AFL-CIO Already Wary Of Possible Obama Job Proposal

Labor Already Wary Of Possible Obama Job Proposal

WASHINGTON -- The nation's largest federation of labor unions is already skeptical of a jobs scheme President Obama may propose in his address to Congress next week.

The administration has hinted it is interested in replicating a Georgia program that lets businesses train jobless workers for eight weeks without having to pay them on a national scale. The program, called Georgia Works, is voluntary for businesses and workers and is only open to recipients of unemployment insurance.

"I am writing to convey the AFL-CIO's continuing and serious concerns about the existing Georgia Works program and any expansion of the Georgia Works model," AFL-CIO president Richard Trumka wrote in a Thursday letter to U.S. Labor Secretary Hilda Solis.

"I am also requesting that the Department investigate the Georgia Works program to determine whether it is in compliance with federal law and conduct a full audit and evaluation of the program's operations to determine its impact on workers and their communities," Trumka continued.

Representatives from the AFL-CIO expressed their concerns to the administration in a meeting earlier this week. The White House did not immediately respond to a request for comment on the letter. The administration has declined to provide any details about its forthcoming jobs plan, though it has not denied that it is open to looking at Georgia Works as a model.

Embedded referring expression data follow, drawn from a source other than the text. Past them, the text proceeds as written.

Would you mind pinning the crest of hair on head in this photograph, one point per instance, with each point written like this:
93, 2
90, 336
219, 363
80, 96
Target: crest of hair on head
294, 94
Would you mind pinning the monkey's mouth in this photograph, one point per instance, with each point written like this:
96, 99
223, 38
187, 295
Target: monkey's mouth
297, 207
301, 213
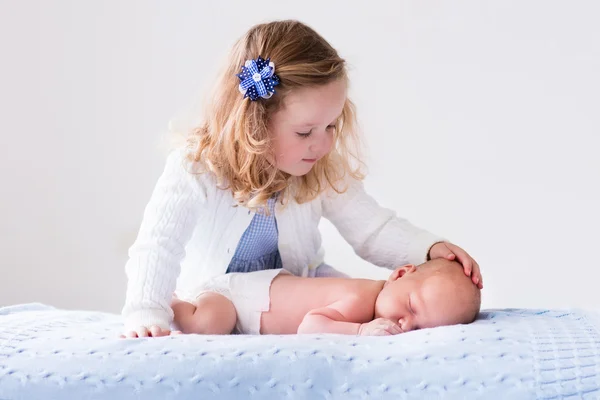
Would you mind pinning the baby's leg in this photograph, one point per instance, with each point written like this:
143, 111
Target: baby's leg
213, 314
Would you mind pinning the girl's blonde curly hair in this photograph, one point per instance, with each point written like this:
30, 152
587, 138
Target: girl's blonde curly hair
233, 140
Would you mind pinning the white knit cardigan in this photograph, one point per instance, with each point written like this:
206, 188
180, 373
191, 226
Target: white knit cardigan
191, 228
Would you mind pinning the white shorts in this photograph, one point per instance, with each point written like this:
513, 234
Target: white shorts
249, 292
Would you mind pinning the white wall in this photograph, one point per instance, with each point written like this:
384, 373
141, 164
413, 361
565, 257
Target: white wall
481, 120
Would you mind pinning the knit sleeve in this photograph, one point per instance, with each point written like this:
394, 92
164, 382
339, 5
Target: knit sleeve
155, 256
377, 234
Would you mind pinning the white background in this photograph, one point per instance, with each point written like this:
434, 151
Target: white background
481, 120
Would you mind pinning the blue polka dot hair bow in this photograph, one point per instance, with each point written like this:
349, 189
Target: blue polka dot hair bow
258, 78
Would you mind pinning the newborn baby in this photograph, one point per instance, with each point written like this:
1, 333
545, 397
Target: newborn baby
433, 294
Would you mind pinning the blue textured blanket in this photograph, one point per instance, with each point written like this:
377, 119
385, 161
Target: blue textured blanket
48, 353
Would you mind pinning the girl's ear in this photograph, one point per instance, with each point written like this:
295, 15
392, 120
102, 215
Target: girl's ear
401, 271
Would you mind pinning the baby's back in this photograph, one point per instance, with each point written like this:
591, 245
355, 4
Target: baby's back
292, 297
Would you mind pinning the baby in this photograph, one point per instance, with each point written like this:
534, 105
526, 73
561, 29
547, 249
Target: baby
433, 294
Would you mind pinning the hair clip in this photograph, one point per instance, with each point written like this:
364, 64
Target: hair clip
258, 79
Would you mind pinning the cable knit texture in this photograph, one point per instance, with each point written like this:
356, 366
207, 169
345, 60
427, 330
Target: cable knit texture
191, 228
46, 353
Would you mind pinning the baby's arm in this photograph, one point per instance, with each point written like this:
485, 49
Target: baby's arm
339, 317
349, 316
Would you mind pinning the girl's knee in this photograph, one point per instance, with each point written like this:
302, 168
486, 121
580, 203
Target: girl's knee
214, 315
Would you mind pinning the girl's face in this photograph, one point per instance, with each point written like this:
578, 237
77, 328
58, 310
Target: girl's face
303, 129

The National Employment Law Project, a worker advocacy group, asked the Labor Department in 2009 whether Georgia Works complied with federal labor laws, which require workers to be paid the minimum wage with a narrow exception for trainees. The administration subsequently issued guidance to state labor departments on requirements programs must meet to classify participants as trainees instead of employees. One of the six requirements is that an employer "derives no immediate advantage from the activities of the trainees, and on occasion the employer's operations may actually be impeded."

NELP has told HuffPost that it has interviewed Georgia workers who said their eight weeks were more like work than training. A trainee who got her job through the program said that during her training, "We were actually working for six weeks." The Georgia Department of Labor previously told HuffPost that the federal government has vetted the program and that it complies with federal standards.

Labor advocates worry that even though the program is voluntary, attaching it to the unemployment insurance system could eventually lead to a worst-case scenario in which jobless workers are forced to work for free as a condition of receiving unemployment benefits.

Economists haven't studied Georgia Works and there is little data to recommend it. Though the Georgia Department of Labor has said 60 percent of trainees who go through the program wind up with job within 90 days, the statistic is hollow; it doesn't mean 60 percent of the workers actually had jobs at the 90-day mark (a worker could have worked for just one of those 90 days to become part of the stat, for example).

In his letter, Trumka provided a set of nearly two-dozen questions about the program. "Have any UI claimants been steered into the Georgia Works program, even though the program purports to be voluntary?" Trumka wrote. "Has there been a control group study to determine whether Georgia Works has been more effective than no intervention at all?"

The U.S. Labor Department did not respond to a request for comment. The Georgia Labor Department declined to comment.